Deshalb bin ich auch offener gegenüber dem U-Bahn-Bau als noch vor 15, 20 Jahren - da war ich nämlich wahrlich kein Freund der Berliner U5-Verlängerung. Und was soll ich sagen? Nun ist sie fertig, und gerade zwischen Alexanderplatz und Brandenburger Tor eher überfüllt als zu leer. (und die parallele S-Bahn kann sich auch nicht über Fahrgastmangel beklagen). Davon gehe ich bei der U2 zumindest bis zum Matzleinsdorfer Platz auch aus, bei der weiteren Verlängerung zum Wienerberg und dem westlichen U5-Abschnitt bin ich etwas skeptischer (was nicht heißt, dass ich grundsätzlich dagegen bin, eher noch nicht überzeugt).

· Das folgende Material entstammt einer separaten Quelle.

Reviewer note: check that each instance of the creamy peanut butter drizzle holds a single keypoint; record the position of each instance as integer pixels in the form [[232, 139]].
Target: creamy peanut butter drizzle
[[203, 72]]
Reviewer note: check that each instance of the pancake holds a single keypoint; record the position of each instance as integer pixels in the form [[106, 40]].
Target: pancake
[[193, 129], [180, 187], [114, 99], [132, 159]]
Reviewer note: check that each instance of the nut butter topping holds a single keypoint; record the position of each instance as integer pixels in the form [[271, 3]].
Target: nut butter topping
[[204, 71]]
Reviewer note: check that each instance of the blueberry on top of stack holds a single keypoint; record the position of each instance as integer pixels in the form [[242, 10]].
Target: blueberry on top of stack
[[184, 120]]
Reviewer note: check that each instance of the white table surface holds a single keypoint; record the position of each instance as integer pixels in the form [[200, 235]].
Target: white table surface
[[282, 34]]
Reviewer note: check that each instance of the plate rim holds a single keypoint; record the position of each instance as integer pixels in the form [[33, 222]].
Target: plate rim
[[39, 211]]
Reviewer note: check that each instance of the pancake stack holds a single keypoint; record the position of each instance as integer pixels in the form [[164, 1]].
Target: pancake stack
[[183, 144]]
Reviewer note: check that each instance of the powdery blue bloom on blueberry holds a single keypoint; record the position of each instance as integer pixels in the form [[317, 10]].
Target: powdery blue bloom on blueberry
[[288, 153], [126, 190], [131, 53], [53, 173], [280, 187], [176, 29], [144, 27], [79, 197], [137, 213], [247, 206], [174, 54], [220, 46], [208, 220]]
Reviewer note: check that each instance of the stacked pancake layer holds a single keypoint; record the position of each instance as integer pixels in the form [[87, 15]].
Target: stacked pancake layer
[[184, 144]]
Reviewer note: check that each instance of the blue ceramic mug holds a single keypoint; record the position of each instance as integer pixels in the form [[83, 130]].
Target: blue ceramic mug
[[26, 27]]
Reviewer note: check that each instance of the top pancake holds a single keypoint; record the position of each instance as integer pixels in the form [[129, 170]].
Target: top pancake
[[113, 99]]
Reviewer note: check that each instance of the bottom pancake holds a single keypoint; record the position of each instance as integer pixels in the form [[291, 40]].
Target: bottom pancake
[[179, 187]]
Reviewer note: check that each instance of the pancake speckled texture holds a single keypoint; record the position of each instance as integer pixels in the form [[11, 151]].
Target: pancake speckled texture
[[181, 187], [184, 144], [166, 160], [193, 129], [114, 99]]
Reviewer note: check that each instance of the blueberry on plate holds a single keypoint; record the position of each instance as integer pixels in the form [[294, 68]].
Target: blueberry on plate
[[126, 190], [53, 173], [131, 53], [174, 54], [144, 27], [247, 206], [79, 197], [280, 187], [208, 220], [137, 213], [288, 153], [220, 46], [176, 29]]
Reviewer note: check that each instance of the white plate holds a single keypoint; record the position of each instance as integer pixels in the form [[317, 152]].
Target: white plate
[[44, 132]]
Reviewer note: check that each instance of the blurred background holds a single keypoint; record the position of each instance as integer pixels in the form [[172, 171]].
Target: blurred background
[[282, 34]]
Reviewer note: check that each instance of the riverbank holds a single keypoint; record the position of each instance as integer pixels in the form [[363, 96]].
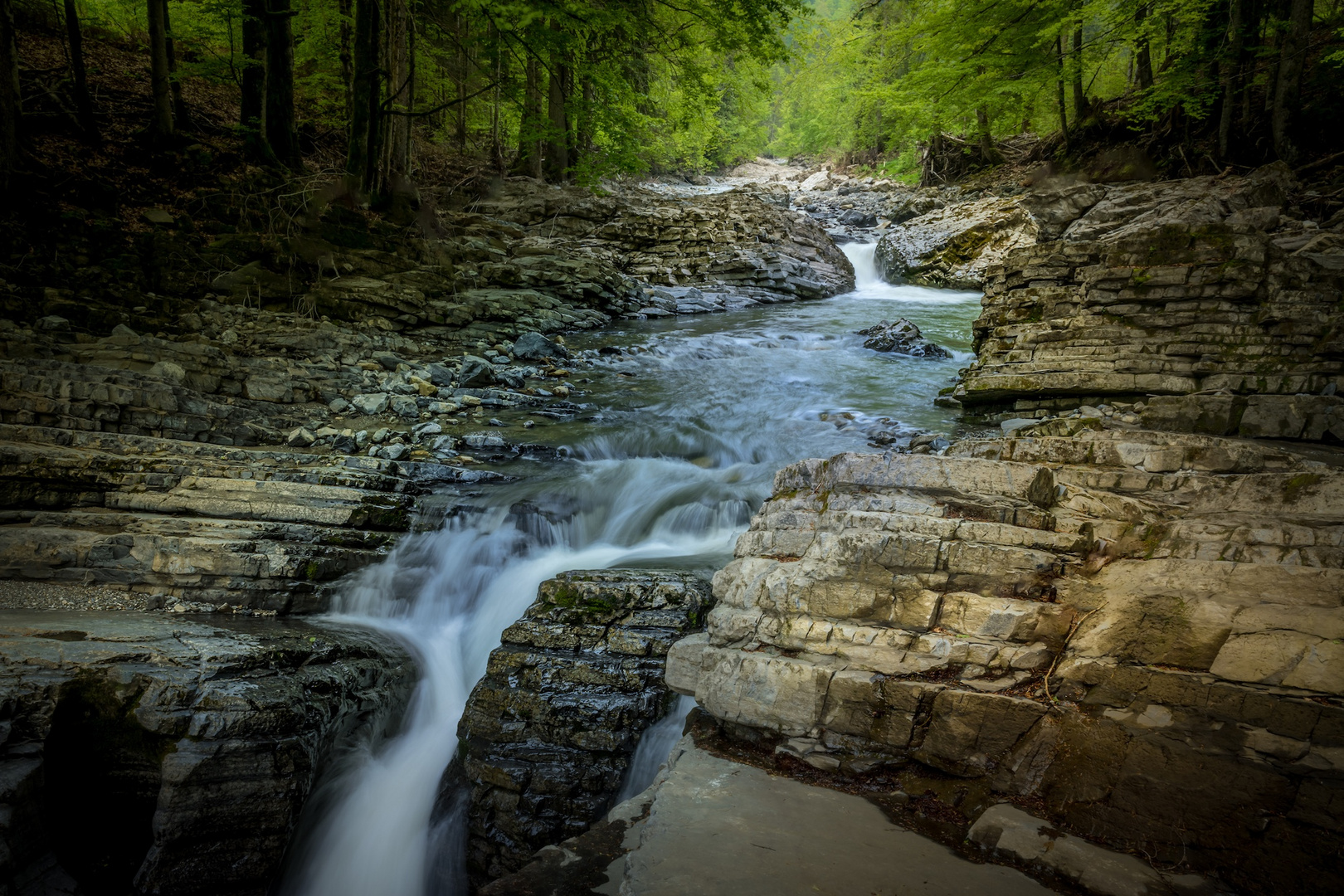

Die U2 auf den Wienerberg ist sinnvoll, weil es zwischen Bhf. Meidling und altem Landgut kein hochrangiges Verkehrsmittel gibt. Trotz zweier fetter Ausfallsstraßen (Triester, Laxenburger) und der Neilreichgasse. Gäbe es die Nachfrage nicht, würden zur Wienerberg City nicht 5 (!) Buslinien fahren und in der Nähe auch noch der 1er. Außerdem tut dem bevölkerungsreichsten Bezirk der Stadt eine zweite U-Bahn nicht weh. Auch der 21. und 22. haben zwei U-Bahn-Linien trotz weniger Einwohner.
Nicht alle Verkehrsaufgaben dieser Buslinien werden aber von der U2 übernommen. 7A und 15A bedienen eher tangentiale Verkehrsströme (aktuell deshalb ein paar radiale, weil im unmittelbaren Bereich der Wienerbergcity eine Radiale fehlt und sie als Zubringer zu U1 und Stammstrecke dienen), 7A und 65A lokale (Verbindung ins Bezirkszentrum am Reumannplatz), 63A stellt die Verbindung ins Meidlinger Zentrum her. Bei all dem hilft die U2 erstmal nicht viel.
Der 1er ist in diesem Bereich eher mäßig ausgelastet, wobei ich davon ausgehe, dass die Nachfrage mit Eröffnung des ersten U2-Abschnitts zum Matzleinsdorfer Platz spürbar steigt.
Die bloße Einwohnerzahl der Bezirke sagt außerdem erstmal recht wenig über die Notwendigkeit einer U-Bahn aus, relevant sind Siedlungsstruktur und Verkehrsströme entlang der geplanten Trasse. Auch die Zahl der U-Bahn-Linien ist nebensächlich, man kann mit einer Linie mehr Stationen bedienen als mit zwei - was übrigens beim Vergleich des 10. und 21 Bezirks auch der Fall ist: im 10. Bezirk gibt es mehr U-Bahn-Stationen (7) als im 21. (5).
Und letztlich geht es um das Verhältnis von Aufwand und Nutzen. Man hat zwar nun eine Trasse gewählt, die ihre Stationen an den Aufkommensschwerpunkten hat und bestenfalls durch die neue Führung des O-Wagens "gefüttert" wird, aber auch durch ihre durchgehende unterirdische Führung besonders teuer ist. Aber genau dieser hohe Aufwand gebietet es, dass die Züge ganztägig gut gefüllt sein sollten, nicht nur in der Hauptverkehrszeit - und da bin ich doch etwas skeptisch.